En réalité, comme l'explique Deutsche Bank, avec une valeur brute de bilan d'environ 500% du PIB, soit 20 000 milliards $, le bilan du gouvernement japonais constitue, tout simplement, un gigantesque carry trade.

Le gouvernement japonais a également bénéficié des taux maintenus artificiellement bas pour financer un train de vie qu'il ne pourrait plus soutenir en cas de remontée des taux :

 

 

Nous ne sommes plus en 2008, les banques ne sont plus les seules concernées par de potentiels appels de marges. Cette fois-ci, le problème du carry trade concerne l’État japonais. On voit mal dans ces conditions comment le gouverneur de la BoJ aurait pu maintenir sa politique restrictive.

Face à cette situation, une question se pose : si la Banque du Japon ne peut relever ses taux, quel est l'intérêt d’investir dans la dette japonaise ? Comment éviter une perte de valeur réelle sur ces titres, sachant qu'ils ne pourront pas suivre l'inflation et la dépréciation prévue de la monnaie japonaise en raison d'une politique monétaire inévitablement trop accommodante ?

Dans ces conditions, est-il préférable d’acheter de la dette japonaise ou de l'or physique ?

Avec le revirement de la BoJ, l'or en yen a maintenu sa tendance haussière parabolique ; les acheteurs se sont logiquement repositionnés à l'achat dès que Kazuo Ueda a fait machine arrière :

 

 

En Chine, les primes sur l’or repartent à la hausse, indiquant un soutien aux cours de l’or à ces niveaux :

 

 

Les fondamentaux des marchés physiques des métaux précieux demeurent très positifs en juillet 2024.

Les marchés "papier" des futures sont beaucoup plus volatils, notamment en raison des appels de marge observés depuis le débouclage du carry trade au Japon début août. Pour compenser leurs pertes dues à l'effondrement des marchés actions, certains participants sont contraints de liquider leurs contrats afin de couvrir leurs pertes.

La chute des cours de l'or et de l'argent ce lundi était directement liée aux liquidations des spéculations associées aux appels de marge du carry trade : l’open interest total pour l'or a diminué de près de 20 000 contrats, atteignant seulement 488 000. La baisse totale depuis la semaine dernière dépasse 110 000 contrats, soit 20%, par rapport au sommet récent du 18 juillet.

La baisse de l’or reste néanmoins très modérée par rapport aux précédents épisodes d'appels de marge.

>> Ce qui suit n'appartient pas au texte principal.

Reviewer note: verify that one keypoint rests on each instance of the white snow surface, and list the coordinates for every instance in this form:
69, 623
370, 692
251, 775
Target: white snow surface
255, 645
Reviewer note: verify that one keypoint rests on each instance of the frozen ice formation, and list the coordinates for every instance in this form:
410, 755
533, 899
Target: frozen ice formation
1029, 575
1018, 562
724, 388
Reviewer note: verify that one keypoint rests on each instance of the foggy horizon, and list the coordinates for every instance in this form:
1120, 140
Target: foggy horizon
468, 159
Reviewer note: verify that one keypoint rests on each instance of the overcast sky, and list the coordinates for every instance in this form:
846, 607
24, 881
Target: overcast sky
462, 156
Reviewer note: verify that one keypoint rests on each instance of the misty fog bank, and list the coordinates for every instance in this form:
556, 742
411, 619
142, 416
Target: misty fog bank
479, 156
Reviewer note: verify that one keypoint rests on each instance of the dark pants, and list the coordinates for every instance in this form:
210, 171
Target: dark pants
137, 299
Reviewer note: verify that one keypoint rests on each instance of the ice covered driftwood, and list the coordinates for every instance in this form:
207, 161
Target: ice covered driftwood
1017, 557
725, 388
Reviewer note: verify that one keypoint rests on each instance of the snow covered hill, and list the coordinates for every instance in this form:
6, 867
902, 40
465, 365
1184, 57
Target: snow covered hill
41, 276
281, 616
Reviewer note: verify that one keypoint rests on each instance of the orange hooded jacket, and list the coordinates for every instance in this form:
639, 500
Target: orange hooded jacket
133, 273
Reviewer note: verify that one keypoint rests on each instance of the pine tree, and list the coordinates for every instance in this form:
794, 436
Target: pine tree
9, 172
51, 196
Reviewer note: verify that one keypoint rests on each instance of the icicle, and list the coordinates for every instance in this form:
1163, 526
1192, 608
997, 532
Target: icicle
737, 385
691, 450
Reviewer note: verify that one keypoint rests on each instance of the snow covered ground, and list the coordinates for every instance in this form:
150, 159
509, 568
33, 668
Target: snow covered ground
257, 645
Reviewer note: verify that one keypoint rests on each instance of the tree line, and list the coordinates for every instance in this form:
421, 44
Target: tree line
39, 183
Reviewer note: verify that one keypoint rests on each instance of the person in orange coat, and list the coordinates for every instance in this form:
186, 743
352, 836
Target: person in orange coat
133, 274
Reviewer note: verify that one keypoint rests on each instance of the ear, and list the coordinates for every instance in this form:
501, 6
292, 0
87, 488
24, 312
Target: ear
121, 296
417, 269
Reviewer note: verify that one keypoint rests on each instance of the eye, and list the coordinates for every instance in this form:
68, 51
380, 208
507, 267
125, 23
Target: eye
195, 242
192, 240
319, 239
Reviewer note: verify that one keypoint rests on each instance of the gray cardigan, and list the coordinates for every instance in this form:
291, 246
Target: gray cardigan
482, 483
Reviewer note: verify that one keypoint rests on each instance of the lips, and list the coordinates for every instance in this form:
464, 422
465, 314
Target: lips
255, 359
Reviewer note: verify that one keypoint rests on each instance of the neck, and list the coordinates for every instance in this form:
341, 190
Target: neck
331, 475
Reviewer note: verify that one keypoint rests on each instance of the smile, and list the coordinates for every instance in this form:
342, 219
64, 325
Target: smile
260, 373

Les commerciaux ont réduit leurs positions vendeuses ; la récente baisse de l’or a engendré un short covering de leur part, ce qui constitue plutôt une bonne nouvelle pour les investisseurs longs :

 

 

La spéculation sur le marché des métaux précieux est en nette diminution aux États-Unis :

 

 

L'engouement pour l'or en Chine repart à la hausse. Le nombre de contrats ouverts sur le marché de Shanghai atteint un nouveau sommet depuis 2021 :

 

 

Le volume d’échanges sur les contrats à terme à Shanghai repart également à la hausse : les investisseurs chinois reviennent sur le marché de l’or après l’avoir délaissé en mai dernier :

 

 

L’or résiste à toute correction dans toutes les monnaies, dans un contexte où les politiques monétaires restent très accommodantes.